CSRN Constitution and Bylaws

Constitution

I. Name - the name of this organization shall be the Colorado Spatial Reference Network (CSRN) of the Professional Land Surveyors of Colorado Inc. (PLSC), and its place of business shall be in the State of Colorado.

II. Purpose - The purpose of this organization shall be to design, create, expand, operate, maintain and/or provide professional oversight of a network of continuously operating reference stations to provide rapid, reliable, real time geodetic control data and positioning corrections to a variety of field surveying, mapping, navigation, emergency response and geospatial services in the state of Colorado.

III. Membership

  1. Classes - Shall be provided for in the By-Laws.
  2. Membership dues – Shall be set by the Board of Directors at the annual meeting.
  3. Subscription Fees - Shall be set by the Board of Directors at the annual meeting.
  4. Discipline and Expulsion – Cause for discipline or expulsion shall be defined in the By-Laws.
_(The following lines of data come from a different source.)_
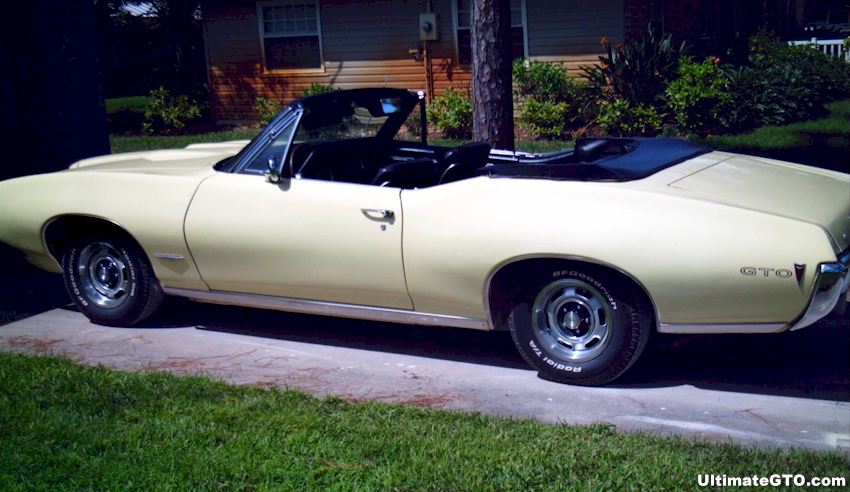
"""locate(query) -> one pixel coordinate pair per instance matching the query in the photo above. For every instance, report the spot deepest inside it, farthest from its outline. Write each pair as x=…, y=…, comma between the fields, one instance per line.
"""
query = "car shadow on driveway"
x=811, y=363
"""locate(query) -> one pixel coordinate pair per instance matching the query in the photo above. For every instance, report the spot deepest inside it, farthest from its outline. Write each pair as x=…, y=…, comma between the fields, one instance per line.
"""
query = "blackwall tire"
x=111, y=281
x=579, y=326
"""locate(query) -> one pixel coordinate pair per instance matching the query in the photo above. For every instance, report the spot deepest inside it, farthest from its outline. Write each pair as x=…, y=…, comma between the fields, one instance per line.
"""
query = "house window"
x=290, y=34
x=463, y=25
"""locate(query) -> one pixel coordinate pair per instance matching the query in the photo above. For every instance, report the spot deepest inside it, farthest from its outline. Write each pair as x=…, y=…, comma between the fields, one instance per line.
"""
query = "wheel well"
x=510, y=282
x=64, y=230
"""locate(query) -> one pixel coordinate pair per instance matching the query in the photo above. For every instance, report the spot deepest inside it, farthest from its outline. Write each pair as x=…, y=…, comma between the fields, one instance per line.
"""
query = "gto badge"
x=799, y=270
x=767, y=272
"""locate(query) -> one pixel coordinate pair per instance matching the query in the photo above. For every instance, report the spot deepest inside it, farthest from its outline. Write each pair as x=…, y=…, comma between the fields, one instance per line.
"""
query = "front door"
x=301, y=238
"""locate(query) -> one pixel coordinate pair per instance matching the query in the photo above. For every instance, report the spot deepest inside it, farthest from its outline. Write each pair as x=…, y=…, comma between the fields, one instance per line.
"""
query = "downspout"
x=429, y=65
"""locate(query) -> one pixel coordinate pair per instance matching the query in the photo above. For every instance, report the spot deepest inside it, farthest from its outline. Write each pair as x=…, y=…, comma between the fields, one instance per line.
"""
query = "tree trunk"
x=492, y=99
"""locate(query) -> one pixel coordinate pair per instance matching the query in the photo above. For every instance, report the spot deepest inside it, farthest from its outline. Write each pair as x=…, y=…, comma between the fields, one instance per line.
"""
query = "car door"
x=299, y=238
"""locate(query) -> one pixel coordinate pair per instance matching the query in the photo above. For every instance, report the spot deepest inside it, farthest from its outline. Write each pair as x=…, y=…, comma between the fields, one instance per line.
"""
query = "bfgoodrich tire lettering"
x=110, y=280
x=579, y=326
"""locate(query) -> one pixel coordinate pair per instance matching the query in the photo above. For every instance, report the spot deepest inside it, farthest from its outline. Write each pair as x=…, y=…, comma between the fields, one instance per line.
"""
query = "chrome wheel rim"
x=573, y=320
x=104, y=275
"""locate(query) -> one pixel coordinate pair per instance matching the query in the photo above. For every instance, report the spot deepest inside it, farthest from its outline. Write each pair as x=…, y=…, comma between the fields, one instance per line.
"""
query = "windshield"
x=345, y=121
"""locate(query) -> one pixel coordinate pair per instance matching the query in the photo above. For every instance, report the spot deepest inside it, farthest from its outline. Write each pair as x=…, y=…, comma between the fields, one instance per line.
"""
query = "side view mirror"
x=273, y=176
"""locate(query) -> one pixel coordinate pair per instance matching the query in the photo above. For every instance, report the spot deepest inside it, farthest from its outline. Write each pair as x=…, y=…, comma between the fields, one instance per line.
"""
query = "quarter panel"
x=687, y=252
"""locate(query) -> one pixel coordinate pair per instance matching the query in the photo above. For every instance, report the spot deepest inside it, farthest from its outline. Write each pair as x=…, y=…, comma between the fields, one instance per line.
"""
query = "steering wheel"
x=298, y=156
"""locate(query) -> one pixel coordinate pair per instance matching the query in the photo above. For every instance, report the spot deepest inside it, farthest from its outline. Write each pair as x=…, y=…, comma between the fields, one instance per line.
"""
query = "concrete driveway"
x=787, y=390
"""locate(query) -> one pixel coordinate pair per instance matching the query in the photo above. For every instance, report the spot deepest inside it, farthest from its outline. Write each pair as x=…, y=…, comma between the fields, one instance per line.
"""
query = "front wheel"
x=579, y=327
x=111, y=281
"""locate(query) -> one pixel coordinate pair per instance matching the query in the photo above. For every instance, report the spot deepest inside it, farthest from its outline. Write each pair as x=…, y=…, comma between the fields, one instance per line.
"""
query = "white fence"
x=832, y=47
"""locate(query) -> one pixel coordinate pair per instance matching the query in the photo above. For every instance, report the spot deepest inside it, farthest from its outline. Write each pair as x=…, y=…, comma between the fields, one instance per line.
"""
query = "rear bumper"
x=831, y=285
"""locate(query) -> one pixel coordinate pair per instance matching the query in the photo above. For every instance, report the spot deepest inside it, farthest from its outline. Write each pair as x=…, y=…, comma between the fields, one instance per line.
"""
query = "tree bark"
x=492, y=98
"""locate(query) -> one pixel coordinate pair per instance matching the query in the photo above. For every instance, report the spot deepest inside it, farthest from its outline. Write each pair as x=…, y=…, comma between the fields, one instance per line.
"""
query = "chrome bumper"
x=831, y=284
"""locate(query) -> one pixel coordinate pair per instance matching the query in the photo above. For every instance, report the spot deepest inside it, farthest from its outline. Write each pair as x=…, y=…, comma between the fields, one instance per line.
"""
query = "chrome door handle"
x=380, y=212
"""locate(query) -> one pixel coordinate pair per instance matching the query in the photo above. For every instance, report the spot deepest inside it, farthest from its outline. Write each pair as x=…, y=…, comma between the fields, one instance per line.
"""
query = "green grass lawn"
x=64, y=426
x=824, y=142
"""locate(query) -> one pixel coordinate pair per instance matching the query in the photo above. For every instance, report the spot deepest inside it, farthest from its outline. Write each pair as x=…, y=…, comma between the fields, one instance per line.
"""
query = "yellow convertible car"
x=579, y=254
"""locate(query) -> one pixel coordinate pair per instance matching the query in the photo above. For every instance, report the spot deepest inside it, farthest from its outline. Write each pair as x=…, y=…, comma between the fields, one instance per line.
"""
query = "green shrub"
x=700, y=96
x=167, y=114
x=452, y=114
x=828, y=77
x=637, y=72
x=546, y=119
x=267, y=109
x=620, y=118
x=317, y=89
x=554, y=102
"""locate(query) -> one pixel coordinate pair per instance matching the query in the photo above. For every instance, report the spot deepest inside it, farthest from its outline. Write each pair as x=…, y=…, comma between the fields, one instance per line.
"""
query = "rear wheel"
x=111, y=280
x=579, y=326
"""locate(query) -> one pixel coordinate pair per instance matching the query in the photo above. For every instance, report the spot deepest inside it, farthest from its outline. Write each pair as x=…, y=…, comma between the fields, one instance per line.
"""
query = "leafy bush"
x=828, y=77
x=619, y=117
x=553, y=101
x=267, y=109
x=452, y=113
x=546, y=119
x=700, y=96
x=637, y=72
x=782, y=84
x=317, y=89
x=168, y=114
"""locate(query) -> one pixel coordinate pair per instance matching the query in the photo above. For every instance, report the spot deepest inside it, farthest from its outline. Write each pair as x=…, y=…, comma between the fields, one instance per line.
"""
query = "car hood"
x=194, y=159
x=809, y=194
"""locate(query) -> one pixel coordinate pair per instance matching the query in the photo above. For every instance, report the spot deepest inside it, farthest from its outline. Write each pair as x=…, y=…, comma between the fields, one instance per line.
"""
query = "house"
x=277, y=48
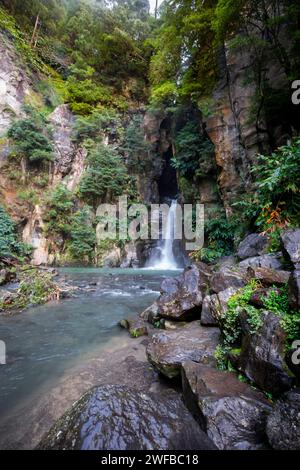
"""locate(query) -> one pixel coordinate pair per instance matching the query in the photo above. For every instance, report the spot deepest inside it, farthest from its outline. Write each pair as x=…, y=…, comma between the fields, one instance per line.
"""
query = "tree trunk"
x=156, y=8
x=33, y=40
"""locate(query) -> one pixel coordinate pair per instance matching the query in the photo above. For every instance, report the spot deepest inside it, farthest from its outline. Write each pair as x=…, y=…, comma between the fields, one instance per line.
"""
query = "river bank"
x=57, y=351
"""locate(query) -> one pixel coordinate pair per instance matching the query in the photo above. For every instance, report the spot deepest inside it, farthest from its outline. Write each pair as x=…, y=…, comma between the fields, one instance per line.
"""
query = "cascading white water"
x=165, y=258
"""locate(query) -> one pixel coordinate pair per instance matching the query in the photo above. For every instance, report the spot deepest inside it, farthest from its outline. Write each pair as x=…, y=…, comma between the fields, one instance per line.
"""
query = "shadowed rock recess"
x=191, y=104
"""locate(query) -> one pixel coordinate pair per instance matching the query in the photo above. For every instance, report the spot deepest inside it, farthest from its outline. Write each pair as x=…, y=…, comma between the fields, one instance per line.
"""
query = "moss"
x=36, y=287
x=21, y=43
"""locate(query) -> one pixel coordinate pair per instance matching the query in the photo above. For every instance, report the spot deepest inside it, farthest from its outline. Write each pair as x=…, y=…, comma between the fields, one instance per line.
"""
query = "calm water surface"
x=44, y=341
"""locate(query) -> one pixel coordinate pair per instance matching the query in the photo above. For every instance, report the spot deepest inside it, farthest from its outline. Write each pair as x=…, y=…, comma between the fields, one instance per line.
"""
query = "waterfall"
x=164, y=257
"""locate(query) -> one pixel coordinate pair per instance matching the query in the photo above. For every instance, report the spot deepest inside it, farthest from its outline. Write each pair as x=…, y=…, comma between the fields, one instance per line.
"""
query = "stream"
x=44, y=342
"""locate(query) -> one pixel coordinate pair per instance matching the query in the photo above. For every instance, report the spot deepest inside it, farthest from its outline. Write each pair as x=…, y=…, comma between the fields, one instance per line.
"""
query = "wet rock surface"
x=253, y=245
x=217, y=304
x=262, y=355
x=269, y=277
x=115, y=417
x=294, y=289
x=283, y=426
x=207, y=318
x=272, y=261
x=228, y=276
x=136, y=326
x=291, y=246
x=181, y=298
x=167, y=350
x=231, y=412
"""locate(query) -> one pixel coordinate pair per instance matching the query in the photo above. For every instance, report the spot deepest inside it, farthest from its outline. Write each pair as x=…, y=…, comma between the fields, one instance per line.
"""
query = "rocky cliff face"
x=235, y=127
x=237, y=123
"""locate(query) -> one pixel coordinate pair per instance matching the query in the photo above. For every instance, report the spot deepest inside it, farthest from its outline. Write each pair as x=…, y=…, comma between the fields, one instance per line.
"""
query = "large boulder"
x=268, y=276
x=253, y=245
x=167, y=350
x=260, y=295
x=181, y=298
x=231, y=412
x=272, y=260
x=151, y=314
x=291, y=246
x=207, y=317
x=262, y=355
x=215, y=306
x=294, y=289
x=136, y=326
x=228, y=276
x=114, y=417
x=283, y=425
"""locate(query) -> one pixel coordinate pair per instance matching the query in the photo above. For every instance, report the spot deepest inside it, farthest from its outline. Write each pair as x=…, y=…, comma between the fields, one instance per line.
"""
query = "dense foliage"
x=194, y=155
x=105, y=176
x=276, y=202
x=31, y=137
x=9, y=243
x=276, y=301
x=190, y=43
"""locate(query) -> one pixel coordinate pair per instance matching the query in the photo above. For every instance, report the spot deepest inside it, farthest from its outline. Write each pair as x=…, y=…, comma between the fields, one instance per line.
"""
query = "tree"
x=9, y=244
x=135, y=145
x=83, y=235
x=105, y=176
x=31, y=137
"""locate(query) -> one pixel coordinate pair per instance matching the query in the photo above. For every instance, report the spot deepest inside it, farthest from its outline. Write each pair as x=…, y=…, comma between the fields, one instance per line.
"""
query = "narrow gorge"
x=155, y=337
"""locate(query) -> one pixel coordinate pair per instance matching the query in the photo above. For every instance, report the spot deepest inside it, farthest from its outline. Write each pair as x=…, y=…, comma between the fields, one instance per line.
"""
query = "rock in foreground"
x=167, y=350
x=113, y=417
x=262, y=355
x=231, y=412
x=283, y=426
x=181, y=298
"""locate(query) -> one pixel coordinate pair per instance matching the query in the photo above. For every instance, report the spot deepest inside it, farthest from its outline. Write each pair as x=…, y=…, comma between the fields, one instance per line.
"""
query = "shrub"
x=277, y=302
x=83, y=235
x=35, y=288
x=105, y=176
x=92, y=126
x=9, y=244
x=219, y=239
x=59, y=206
x=135, y=145
x=31, y=137
x=194, y=152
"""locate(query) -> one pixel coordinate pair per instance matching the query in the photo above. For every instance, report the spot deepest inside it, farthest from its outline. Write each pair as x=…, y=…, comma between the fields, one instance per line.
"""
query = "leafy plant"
x=219, y=239
x=135, y=145
x=83, y=235
x=59, y=207
x=9, y=243
x=31, y=137
x=194, y=152
x=105, y=176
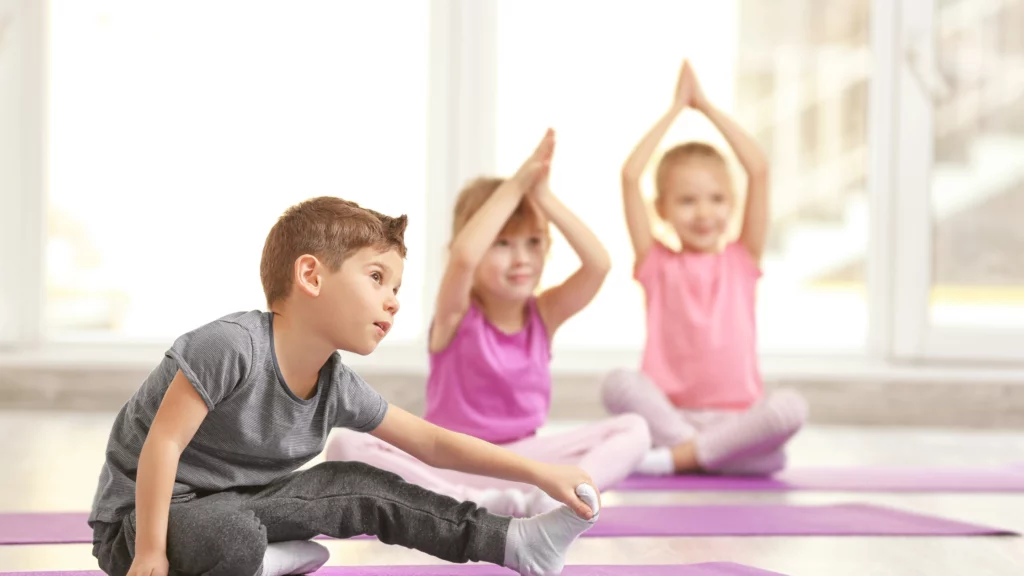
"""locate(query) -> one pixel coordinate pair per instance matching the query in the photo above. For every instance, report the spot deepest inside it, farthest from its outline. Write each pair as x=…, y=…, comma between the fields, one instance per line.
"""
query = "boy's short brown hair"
x=330, y=229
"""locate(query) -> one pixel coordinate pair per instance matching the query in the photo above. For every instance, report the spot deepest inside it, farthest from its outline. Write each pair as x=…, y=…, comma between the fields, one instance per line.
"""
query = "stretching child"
x=491, y=346
x=201, y=471
x=699, y=388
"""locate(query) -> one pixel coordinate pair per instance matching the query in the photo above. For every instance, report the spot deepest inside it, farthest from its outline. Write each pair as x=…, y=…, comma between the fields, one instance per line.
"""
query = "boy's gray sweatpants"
x=226, y=533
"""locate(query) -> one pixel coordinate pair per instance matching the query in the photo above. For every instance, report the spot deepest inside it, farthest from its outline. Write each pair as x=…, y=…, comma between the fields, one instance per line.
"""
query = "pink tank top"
x=491, y=384
x=701, y=335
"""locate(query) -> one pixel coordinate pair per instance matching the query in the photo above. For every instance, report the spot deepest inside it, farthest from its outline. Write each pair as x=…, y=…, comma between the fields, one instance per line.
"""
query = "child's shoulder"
x=240, y=332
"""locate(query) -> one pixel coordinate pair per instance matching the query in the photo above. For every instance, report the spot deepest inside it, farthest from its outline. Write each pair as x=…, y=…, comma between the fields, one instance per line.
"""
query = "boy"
x=200, y=472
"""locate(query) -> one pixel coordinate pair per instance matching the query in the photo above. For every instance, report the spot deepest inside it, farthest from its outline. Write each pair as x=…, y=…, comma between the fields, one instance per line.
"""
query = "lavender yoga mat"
x=844, y=480
x=740, y=520
x=778, y=520
x=707, y=569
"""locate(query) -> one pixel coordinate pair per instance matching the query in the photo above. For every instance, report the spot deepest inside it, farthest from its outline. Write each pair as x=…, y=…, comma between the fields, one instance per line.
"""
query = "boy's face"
x=360, y=299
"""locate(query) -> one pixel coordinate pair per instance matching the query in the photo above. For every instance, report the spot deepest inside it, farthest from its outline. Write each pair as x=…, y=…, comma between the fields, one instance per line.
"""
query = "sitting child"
x=201, y=470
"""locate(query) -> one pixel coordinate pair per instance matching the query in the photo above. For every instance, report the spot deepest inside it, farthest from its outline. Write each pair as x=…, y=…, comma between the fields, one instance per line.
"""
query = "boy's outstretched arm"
x=444, y=449
x=180, y=413
x=755, y=229
x=473, y=241
x=561, y=302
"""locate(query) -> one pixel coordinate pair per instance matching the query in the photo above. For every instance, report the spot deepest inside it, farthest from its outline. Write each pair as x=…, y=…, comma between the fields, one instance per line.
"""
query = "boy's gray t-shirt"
x=256, y=430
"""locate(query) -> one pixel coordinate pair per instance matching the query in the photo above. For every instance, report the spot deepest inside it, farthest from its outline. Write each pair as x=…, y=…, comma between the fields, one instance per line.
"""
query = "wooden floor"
x=50, y=461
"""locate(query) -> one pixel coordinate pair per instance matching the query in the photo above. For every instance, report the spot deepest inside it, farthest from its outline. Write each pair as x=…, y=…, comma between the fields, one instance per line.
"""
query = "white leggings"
x=740, y=442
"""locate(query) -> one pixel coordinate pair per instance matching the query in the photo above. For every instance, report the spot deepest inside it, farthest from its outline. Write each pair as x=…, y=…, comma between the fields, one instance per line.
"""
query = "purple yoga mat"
x=739, y=520
x=843, y=480
x=777, y=520
x=707, y=569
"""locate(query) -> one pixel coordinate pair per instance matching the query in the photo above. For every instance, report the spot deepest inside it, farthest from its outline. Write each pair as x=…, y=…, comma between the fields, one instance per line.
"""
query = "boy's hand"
x=560, y=483
x=536, y=167
x=148, y=565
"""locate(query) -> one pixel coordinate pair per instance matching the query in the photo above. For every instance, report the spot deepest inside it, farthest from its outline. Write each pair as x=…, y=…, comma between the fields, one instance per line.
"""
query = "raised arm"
x=560, y=302
x=755, y=228
x=637, y=219
x=473, y=241
x=180, y=413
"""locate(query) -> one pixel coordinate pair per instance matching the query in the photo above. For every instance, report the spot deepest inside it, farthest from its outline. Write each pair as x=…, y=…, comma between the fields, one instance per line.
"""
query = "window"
x=179, y=133
x=610, y=75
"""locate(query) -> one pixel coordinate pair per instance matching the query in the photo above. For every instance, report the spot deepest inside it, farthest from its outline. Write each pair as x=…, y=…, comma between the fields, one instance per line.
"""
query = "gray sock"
x=536, y=546
x=296, y=557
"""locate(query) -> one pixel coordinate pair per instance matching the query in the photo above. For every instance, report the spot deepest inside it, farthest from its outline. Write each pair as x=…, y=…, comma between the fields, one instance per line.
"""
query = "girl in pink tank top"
x=489, y=345
x=699, y=387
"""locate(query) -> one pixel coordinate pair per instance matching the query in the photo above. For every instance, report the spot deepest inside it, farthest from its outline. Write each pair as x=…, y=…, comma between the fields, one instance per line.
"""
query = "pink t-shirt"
x=491, y=384
x=701, y=337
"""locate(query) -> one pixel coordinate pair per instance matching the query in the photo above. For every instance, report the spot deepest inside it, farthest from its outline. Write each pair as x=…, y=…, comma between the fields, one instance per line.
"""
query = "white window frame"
x=462, y=133
x=23, y=169
x=914, y=336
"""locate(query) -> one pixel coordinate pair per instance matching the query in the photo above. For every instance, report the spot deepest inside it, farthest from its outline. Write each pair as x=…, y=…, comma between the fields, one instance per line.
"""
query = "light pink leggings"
x=727, y=442
x=607, y=450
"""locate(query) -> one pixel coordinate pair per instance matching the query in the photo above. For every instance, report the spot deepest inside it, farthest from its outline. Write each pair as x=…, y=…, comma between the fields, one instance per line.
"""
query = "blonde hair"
x=688, y=152
x=330, y=229
x=476, y=193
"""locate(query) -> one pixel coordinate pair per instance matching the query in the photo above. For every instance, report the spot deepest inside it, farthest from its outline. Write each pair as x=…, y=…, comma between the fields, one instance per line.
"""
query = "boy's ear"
x=307, y=275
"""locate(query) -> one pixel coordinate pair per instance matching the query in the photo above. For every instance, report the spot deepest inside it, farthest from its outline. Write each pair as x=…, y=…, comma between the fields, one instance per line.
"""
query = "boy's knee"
x=352, y=477
x=244, y=554
x=346, y=445
x=230, y=544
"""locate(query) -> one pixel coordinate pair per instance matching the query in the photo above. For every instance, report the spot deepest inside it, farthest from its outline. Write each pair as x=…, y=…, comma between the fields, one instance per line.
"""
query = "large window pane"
x=181, y=130
x=977, y=192
x=794, y=72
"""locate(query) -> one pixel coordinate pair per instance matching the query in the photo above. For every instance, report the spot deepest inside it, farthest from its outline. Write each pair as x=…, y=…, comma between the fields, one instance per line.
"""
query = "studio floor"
x=51, y=460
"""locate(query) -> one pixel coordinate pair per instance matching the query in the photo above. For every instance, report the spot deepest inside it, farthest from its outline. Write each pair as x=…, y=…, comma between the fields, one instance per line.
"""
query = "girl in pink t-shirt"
x=699, y=388
x=489, y=345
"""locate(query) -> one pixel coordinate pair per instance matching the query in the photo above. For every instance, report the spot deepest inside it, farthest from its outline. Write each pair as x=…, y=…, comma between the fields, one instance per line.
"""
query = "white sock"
x=296, y=557
x=536, y=546
x=538, y=502
x=503, y=502
x=656, y=461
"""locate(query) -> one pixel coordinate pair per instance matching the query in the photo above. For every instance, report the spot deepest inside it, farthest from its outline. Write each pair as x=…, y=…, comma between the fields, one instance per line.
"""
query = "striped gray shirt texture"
x=256, y=430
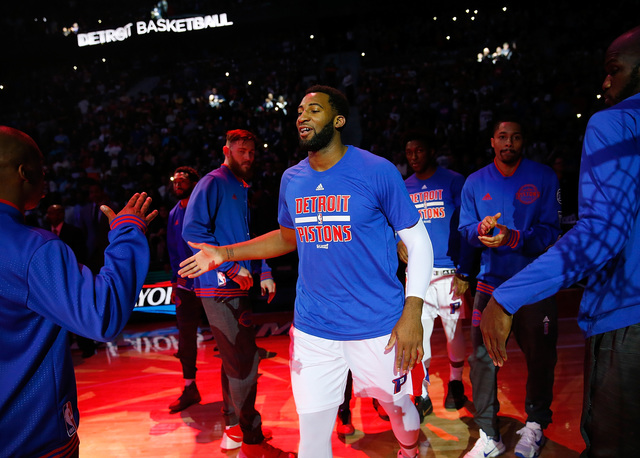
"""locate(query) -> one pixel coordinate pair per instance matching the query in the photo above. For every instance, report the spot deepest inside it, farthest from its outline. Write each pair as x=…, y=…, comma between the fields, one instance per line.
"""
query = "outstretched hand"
x=209, y=257
x=138, y=205
x=495, y=326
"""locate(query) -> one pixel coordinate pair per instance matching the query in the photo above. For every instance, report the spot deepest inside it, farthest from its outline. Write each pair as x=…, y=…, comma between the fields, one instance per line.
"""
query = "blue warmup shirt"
x=345, y=219
x=43, y=293
x=438, y=201
x=218, y=214
x=529, y=201
x=605, y=242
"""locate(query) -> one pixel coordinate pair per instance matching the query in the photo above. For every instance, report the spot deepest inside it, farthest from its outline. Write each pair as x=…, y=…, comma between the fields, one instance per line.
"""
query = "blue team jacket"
x=43, y=293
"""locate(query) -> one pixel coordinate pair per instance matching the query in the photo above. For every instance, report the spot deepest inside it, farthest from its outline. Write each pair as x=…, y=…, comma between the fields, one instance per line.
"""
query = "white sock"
x=455, y=373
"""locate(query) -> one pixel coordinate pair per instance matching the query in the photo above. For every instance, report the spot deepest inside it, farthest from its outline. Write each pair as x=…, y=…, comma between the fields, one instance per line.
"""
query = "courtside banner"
x=174, y=25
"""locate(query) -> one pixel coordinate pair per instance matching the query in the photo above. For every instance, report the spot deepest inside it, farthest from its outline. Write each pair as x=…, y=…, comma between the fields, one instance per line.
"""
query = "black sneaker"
x=456, y=398
x=424, y=406
x=381, y=412
x=190, y=395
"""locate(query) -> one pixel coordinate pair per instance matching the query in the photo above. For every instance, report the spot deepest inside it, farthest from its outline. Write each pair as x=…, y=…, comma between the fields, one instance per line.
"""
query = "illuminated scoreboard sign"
x=155, y=296
x=180, y=25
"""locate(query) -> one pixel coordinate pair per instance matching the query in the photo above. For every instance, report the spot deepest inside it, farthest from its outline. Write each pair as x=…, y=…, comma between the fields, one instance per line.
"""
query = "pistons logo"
x=245, y=319
x=476, y=317
x=527, y=194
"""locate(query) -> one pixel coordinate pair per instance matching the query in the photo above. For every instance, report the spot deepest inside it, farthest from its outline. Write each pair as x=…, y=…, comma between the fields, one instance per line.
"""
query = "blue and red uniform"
x=218, y=214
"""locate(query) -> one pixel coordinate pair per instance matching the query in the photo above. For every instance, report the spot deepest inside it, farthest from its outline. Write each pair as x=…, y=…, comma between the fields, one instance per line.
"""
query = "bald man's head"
x=21, y=169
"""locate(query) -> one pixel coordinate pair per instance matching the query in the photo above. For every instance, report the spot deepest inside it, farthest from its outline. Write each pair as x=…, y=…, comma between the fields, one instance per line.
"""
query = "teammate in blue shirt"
x=340, y=208
x=436, y=193
x=218, y=213
x=45, y=292
x=511, y=210
x=603, y=246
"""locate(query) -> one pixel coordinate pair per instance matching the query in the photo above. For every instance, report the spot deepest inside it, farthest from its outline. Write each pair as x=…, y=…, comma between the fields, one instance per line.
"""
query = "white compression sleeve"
x=420, y=262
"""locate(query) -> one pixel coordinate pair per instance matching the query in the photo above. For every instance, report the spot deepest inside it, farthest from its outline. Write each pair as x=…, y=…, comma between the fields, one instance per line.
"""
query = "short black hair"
x=190, y=172
x=241, y=134
x=337, y=99
x=509, y=117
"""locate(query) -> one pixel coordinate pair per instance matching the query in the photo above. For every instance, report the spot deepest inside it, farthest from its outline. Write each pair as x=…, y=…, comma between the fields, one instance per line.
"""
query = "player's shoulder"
x=368, y=163
x=448, y=173
x=535, y=167
x=297, y=169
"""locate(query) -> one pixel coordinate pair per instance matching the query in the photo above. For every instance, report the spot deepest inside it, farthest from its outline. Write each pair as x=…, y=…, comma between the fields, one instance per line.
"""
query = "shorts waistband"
x=442, y=272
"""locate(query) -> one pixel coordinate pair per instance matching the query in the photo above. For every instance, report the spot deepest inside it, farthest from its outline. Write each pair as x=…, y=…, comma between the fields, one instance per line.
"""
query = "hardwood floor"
x=125, y=389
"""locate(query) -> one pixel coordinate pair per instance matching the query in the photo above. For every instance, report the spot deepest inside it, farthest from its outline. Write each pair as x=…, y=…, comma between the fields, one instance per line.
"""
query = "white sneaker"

IV. Officers and Initial Board - The officers of this organization shall be a President, Vice President, Secretary, Treasurer, and five (5) directors. Collectively these nine (9) members shall constitute the Board of Directors. The PLSC RTRN Implementation Committee shall become initial Board of Directors until the first election. Officer and director qualifications and the method of electing officers and directors shall be provided for in the By-Laws. The names of the persons who are to serve as initial officers and directors for the term hereinafter set forth, are: Russ Clark, President; Dan Smith, Vice President; Pam Fromhertz, Secretary; Tom Adams, Treasurer; Roger Nelson, Director; Brian Dennis, Director; Frank Kochevar, Director; Larry Connolly, Director; Kevin Hoffman, Director. The number of officers and directors herein above set forth may be changed only by an amendment to this constitution.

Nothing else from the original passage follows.